De hecho, en los rincones más húmedos y donde apenas llega el sol, la jacaranda carece de flor, aunque las ramas de estas se elevan y sobrepasan algunos edificios a diferencia de las otras, situadas al otro lado de la acera, en la plaza vecina. ¿Se plantaron las del centro anteriormente?
Camino hacia los almeces para casi despedirme de sus copas frondosas y caducas, del contraste perturbador y violento entre el verde de las hojas y las nubes gris marengo de finales de verano y de estos últimos días. Llego hasta el barrio pesquero, anclado al otro lado de la vía, donde crecen rosas de siria como las que veo a diario en la calle que conduce al trabajo, en Barcelona, y me pregunto por qué últimamente encuentro este tipo de especies, desconocidas hasta ahora, en muchos pueblos y ciudades.

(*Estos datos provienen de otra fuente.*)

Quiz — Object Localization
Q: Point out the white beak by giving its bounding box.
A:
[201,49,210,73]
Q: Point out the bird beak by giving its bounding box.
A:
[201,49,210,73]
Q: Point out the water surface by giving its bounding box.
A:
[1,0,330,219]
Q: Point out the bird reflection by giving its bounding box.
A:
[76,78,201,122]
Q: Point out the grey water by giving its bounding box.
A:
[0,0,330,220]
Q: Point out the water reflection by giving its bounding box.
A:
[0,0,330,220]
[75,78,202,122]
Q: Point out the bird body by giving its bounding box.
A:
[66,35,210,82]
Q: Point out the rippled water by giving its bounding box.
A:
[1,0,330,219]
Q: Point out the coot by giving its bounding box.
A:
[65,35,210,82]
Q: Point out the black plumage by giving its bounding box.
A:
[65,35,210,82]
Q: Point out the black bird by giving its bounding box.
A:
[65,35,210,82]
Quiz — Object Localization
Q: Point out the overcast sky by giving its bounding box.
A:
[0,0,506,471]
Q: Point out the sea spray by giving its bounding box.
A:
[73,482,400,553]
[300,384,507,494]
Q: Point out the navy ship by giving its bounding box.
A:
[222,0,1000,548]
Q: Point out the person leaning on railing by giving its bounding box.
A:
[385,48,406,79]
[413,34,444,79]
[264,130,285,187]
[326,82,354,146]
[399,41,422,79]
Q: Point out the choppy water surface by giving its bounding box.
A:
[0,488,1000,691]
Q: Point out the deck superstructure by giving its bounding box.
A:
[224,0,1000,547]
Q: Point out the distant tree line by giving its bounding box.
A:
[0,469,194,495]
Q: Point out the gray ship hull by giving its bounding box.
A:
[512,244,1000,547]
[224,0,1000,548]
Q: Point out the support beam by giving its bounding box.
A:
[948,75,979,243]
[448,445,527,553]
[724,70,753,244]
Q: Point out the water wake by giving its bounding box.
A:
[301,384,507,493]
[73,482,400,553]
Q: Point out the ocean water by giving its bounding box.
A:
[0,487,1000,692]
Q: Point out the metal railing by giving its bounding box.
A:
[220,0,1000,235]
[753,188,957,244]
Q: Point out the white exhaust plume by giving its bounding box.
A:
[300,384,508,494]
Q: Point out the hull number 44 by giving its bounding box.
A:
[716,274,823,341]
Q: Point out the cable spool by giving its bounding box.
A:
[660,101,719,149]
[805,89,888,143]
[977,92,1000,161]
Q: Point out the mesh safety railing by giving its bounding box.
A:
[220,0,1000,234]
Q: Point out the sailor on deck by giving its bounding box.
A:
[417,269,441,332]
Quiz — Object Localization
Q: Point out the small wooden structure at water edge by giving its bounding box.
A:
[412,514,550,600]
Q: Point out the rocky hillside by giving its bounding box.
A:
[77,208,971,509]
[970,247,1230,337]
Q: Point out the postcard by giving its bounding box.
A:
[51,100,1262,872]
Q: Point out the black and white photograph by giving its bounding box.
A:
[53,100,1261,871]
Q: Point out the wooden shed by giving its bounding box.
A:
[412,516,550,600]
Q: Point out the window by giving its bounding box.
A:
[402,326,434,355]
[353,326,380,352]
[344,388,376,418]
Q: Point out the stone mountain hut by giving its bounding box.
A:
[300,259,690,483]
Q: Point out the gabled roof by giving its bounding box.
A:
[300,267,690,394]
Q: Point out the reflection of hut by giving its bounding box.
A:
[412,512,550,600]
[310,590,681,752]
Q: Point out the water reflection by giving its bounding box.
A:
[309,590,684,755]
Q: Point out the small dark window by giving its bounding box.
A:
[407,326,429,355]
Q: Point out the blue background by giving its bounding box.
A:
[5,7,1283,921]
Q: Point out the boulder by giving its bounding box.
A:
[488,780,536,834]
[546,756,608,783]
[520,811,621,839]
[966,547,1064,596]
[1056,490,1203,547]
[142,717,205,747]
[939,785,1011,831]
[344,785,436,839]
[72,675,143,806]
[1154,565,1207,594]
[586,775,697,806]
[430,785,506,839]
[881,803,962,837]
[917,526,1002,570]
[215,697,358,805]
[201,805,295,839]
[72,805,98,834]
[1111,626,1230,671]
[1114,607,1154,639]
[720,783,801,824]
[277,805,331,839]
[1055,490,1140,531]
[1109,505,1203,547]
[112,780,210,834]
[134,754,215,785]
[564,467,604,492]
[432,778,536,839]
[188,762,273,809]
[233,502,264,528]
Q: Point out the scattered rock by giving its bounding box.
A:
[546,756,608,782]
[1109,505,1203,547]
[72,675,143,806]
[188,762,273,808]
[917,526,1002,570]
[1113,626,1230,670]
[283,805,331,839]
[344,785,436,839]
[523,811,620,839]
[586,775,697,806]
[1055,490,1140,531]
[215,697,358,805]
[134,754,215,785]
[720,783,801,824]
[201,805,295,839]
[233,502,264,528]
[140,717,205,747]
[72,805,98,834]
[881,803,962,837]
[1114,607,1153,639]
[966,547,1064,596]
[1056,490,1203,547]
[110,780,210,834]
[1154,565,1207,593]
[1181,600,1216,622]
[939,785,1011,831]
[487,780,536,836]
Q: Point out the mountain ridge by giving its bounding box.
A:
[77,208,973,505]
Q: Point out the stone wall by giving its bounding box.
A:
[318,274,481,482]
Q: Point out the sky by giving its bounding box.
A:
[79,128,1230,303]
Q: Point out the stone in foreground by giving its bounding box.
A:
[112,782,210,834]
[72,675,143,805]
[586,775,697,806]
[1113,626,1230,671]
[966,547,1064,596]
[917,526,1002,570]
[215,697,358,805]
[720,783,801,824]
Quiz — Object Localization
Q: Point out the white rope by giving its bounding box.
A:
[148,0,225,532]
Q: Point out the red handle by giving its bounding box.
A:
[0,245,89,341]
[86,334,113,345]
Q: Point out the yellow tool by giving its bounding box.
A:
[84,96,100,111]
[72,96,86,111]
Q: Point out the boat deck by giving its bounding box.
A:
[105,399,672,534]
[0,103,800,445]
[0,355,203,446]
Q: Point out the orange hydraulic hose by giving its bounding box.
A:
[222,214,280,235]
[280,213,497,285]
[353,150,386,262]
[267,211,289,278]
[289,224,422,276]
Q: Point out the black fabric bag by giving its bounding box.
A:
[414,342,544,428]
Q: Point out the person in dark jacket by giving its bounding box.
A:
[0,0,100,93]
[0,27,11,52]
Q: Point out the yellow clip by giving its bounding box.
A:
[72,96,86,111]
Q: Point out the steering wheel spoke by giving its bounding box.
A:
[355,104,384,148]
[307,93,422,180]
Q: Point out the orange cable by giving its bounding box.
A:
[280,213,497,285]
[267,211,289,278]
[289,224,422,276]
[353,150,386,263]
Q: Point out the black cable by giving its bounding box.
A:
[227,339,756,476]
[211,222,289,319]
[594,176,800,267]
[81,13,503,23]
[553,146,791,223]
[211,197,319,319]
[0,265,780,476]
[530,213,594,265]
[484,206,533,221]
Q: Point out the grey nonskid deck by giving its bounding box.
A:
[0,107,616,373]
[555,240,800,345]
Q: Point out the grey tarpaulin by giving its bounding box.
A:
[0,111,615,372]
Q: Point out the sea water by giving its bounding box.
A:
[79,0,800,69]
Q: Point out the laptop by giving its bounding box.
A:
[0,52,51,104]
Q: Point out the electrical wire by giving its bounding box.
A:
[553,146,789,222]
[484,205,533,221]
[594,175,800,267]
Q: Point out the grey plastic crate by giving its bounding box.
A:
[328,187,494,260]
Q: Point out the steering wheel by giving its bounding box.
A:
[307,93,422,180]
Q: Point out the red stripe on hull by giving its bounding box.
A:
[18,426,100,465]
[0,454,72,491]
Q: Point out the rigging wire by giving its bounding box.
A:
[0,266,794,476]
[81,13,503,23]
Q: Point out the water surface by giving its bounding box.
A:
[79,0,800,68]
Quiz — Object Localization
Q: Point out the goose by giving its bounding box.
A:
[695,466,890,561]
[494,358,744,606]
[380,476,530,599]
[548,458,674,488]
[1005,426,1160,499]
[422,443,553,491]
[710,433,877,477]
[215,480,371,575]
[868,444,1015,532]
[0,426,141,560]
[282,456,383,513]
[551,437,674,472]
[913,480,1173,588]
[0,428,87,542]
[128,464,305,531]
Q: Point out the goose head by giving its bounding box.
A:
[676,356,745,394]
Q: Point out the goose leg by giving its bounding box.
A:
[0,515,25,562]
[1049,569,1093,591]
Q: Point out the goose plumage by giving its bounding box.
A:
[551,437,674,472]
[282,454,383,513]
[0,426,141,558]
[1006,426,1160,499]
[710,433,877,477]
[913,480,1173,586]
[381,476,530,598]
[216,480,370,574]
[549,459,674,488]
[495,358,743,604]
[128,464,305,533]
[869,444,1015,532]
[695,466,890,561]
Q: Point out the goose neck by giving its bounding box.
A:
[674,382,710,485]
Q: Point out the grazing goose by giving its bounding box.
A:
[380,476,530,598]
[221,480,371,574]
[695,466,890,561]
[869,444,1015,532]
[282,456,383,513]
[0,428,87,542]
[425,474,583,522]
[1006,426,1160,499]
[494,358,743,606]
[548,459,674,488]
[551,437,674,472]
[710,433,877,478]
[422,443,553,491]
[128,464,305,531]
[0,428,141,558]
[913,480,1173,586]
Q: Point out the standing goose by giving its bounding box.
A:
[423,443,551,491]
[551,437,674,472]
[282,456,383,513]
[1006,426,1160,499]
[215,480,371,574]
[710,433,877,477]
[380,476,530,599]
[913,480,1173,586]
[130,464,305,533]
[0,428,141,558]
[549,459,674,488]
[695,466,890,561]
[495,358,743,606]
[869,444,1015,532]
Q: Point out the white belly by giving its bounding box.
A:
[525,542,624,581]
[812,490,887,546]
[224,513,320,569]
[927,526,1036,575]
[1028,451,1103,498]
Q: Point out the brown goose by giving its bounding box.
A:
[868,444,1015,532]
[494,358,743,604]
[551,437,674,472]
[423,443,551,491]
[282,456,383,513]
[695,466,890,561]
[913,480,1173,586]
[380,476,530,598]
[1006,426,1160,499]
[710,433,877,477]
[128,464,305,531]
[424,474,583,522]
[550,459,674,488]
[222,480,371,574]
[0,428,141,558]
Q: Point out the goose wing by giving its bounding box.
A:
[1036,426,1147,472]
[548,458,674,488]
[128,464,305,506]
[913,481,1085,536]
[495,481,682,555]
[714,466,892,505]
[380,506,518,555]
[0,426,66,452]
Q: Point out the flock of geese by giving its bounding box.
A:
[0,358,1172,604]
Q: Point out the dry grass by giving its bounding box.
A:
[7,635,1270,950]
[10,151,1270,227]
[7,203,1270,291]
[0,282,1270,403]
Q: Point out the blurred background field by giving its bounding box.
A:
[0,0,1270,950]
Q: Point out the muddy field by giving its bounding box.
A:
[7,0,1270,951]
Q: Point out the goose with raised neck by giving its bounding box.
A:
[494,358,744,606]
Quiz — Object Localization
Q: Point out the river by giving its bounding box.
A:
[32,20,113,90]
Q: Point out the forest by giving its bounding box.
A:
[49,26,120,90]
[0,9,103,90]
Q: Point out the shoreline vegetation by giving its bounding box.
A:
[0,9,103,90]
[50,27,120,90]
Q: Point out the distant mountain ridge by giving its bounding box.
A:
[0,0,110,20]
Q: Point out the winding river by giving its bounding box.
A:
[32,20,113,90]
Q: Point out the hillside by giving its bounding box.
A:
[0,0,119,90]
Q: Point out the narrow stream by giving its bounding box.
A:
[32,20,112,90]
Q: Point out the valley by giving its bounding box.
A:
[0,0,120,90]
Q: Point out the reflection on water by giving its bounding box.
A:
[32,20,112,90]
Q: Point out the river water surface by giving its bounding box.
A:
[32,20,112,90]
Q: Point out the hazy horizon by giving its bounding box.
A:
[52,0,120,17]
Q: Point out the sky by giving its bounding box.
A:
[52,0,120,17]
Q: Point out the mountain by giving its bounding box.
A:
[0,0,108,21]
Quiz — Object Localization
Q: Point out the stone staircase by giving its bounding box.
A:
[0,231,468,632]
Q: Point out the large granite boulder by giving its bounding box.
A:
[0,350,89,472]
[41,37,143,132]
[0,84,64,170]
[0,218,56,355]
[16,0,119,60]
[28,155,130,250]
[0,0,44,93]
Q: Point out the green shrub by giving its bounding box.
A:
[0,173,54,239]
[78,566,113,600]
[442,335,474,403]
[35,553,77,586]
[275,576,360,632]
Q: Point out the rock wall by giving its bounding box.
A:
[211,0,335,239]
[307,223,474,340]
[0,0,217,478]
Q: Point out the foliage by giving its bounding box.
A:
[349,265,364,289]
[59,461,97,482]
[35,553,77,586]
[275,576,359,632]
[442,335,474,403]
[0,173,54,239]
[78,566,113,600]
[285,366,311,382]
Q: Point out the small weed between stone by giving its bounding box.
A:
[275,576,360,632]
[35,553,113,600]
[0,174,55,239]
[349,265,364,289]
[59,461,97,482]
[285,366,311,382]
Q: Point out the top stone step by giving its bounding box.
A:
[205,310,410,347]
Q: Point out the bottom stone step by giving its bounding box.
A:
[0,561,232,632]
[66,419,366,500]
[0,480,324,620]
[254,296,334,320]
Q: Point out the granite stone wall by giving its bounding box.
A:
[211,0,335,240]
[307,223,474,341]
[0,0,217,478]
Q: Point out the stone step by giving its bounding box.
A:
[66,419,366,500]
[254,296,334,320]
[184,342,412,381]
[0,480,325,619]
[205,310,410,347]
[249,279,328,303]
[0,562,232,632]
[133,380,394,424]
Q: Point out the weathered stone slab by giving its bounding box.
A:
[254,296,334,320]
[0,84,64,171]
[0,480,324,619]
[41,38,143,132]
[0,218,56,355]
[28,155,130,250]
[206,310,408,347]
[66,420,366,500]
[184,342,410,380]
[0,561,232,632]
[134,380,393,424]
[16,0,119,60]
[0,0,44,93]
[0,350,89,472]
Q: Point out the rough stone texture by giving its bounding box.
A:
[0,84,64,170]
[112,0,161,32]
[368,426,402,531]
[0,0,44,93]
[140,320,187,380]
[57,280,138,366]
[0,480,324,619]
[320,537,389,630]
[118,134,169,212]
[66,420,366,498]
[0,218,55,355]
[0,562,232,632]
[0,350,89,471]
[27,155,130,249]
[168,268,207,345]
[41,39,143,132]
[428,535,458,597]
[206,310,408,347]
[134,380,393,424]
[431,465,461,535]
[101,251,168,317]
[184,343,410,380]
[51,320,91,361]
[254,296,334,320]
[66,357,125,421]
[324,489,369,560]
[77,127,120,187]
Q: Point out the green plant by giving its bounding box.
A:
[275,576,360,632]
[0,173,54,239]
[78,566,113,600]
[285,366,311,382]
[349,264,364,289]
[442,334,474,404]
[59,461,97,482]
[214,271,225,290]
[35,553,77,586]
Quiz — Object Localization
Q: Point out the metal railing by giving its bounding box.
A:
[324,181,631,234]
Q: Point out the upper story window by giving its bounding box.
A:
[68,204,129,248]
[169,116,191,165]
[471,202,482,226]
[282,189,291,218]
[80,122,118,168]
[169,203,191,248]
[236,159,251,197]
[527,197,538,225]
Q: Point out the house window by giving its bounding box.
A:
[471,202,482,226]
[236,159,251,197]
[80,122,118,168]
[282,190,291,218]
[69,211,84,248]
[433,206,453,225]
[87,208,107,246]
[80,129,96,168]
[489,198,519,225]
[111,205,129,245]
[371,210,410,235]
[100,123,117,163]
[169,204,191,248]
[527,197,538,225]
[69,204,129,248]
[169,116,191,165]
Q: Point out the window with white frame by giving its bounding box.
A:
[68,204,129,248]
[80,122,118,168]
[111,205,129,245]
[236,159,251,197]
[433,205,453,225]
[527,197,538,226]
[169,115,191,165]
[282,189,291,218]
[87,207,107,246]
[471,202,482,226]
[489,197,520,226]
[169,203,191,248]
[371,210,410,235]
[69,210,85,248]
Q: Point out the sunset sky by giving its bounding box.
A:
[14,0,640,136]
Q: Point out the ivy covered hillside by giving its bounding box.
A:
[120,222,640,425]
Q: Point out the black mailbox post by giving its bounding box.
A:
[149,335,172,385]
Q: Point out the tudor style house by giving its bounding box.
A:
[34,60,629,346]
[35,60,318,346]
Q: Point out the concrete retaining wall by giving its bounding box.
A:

En cuanto llego a casa enciendo el ordenador, inicio una búsqueda en Google y encuentro un artículo de El Periódico que habla sobre el arbolado de Barcelona —yo incluiría el de gran parte de Cataluña, si no toda—, que describe los cambios producidos en la flora y en la vegetación urbana, en los últimos veinte años.
Y descubro que donde hace un tiempo se plantaban plátanos con frenesí, sobrepoblando las ciudades, incluso aquellos lugares donde sus copas magníficas apenas cabían colmando la paciencia de alérgicas y de alérgicos, ahora crecen jacarandas o almeces como los de mi pueblo de adopción. En el mismo artículo leo que ha cesado el boom de las palmeras, lo que es de agradecer —espero que en favor de árboles frondosos—, y señala al cambio climático como responsable de la alteración en el paisaje y de que se haya pensado en especies fácilmente adaptables para poblar las calles y avenidas a lo largo y ancho de pueblos y ciudades.
Sea como sea, y pesar de lo que este año ha tardado en llegar, espero seguir disfrutando del otoño, de nuestro otoño, durante mucho tiempo, de los olores cálidos, de las flores tardías, de las aves migratorias que vuelan hacia el sur y que veo una tarde cualquiera desde mi calle.